Wednesday 5th October 

One of my very favourite composers is Kurt Weill, and my best loved work is The Seven Deadly Sins.  He wrote this in 1933, with lyrics by Bertolt Brecht, actually the last of these collaborations and I think the best; while there are some beautiful songs on Mahagony and The Threepenny Opera, the whole song cycle of Seven Deadly Sins works so beautifully.  I first encountered Kurt Weill in a circus tent of all places; on Barnes Common again, but no circus at all. This must have been in, Oh 1981 I suppose, and a poster I saw on the way home caught my eye.  The Bubble Theatre company was performing Happy End, a 1929 early collaboration.  I went along out of pure curiosity, and was delighted, both by the performance and the music, with such memorable songs as the Bilbao song and Surabaya Johnny.  I straight away tried to find a recording, and couldn’t find any; there had been a couple of German recordings but all sadly deleted, so I bought a collection of Kurt Weill songs, many sung by his wife Lotte Lenya, instead.

Later I caught a recording on the BBC of The seven Deadly Sins and it just thrilled me. The unique aspect of this work is that it was called a ballet-chante, and is a combination of ballet and short opera.  It tells the story of twin sisters Anna I and Anna II; Anna I sings while Anna II interprets the story through dance, and although the lyrics are all about my sister and I, you understand that they are one and the same person. Anna (and her sister) set out across America, from the Mississippi via Philadelphia and Los Angeles and end up in San Francisco, and encounter along the way the seven biblical deadly sins.  It is supposed to be a cautionary tale about the dangers of a decadent capitalist society such as America, but is actually a delight both to watch and to listen to.

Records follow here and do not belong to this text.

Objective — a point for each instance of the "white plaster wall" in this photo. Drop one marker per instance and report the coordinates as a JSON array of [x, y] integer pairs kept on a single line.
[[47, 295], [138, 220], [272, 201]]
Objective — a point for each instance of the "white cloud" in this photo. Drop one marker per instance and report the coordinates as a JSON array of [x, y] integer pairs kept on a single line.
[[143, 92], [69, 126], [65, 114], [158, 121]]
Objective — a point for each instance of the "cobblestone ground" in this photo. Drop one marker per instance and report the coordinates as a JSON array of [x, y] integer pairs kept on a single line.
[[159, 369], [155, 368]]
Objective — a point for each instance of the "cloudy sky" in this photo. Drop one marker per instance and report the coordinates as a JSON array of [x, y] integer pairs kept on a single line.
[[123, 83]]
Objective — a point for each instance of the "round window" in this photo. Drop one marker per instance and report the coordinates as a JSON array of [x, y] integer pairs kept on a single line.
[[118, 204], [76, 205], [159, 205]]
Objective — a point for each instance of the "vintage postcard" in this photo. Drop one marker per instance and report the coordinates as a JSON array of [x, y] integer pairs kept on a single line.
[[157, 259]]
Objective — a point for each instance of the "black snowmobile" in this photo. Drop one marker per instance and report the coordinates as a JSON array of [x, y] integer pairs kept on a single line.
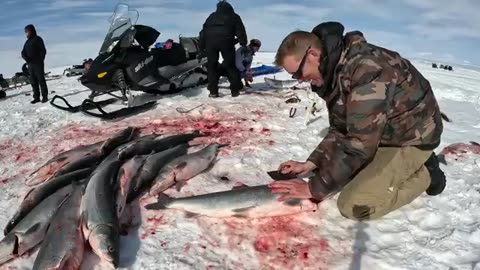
[[126, 63], [77, 70]]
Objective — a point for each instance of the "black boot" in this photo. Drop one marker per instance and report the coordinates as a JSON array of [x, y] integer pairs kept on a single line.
[[439, 181]]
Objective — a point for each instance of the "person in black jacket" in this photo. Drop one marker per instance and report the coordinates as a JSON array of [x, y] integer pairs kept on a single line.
[[34, 53], [220, 32]]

I have several recordings now, as the music of Kurt Weill had made a bit of a comeback of late, and even one by Marianne Faithfull of all people; I had read about some of her escapades with the Rolling Stones in the late sixties, but had forgotten all about her until I saw her CD in HMV; yes, the very same store I had visited so many years before with Adrian, and so I bought it.  It is really rather good, her voice of course is not operatic, but somehow I think that this allows her to be a bit more expressive than really good singers like Ute Lemper; the piece takes on a sadder and darker shade with Marianne’s interpretation.  I have since discovered that she has made quite a few classical recordings, several by Kurt Weill, and I have started collecting them all.  I even bought a CD of hers called Broken English, which I occasionally re-visit; although in a rock and roll style, the lyrics are amazingly frank and honest, and her voice just rasps its’ way into your heart.

But it is the Seven Deadly Sins I return to time and again. It is well worth a listen; there are even bits of it on You Tube, so go ahead and learn to enjoy it as I have all these years.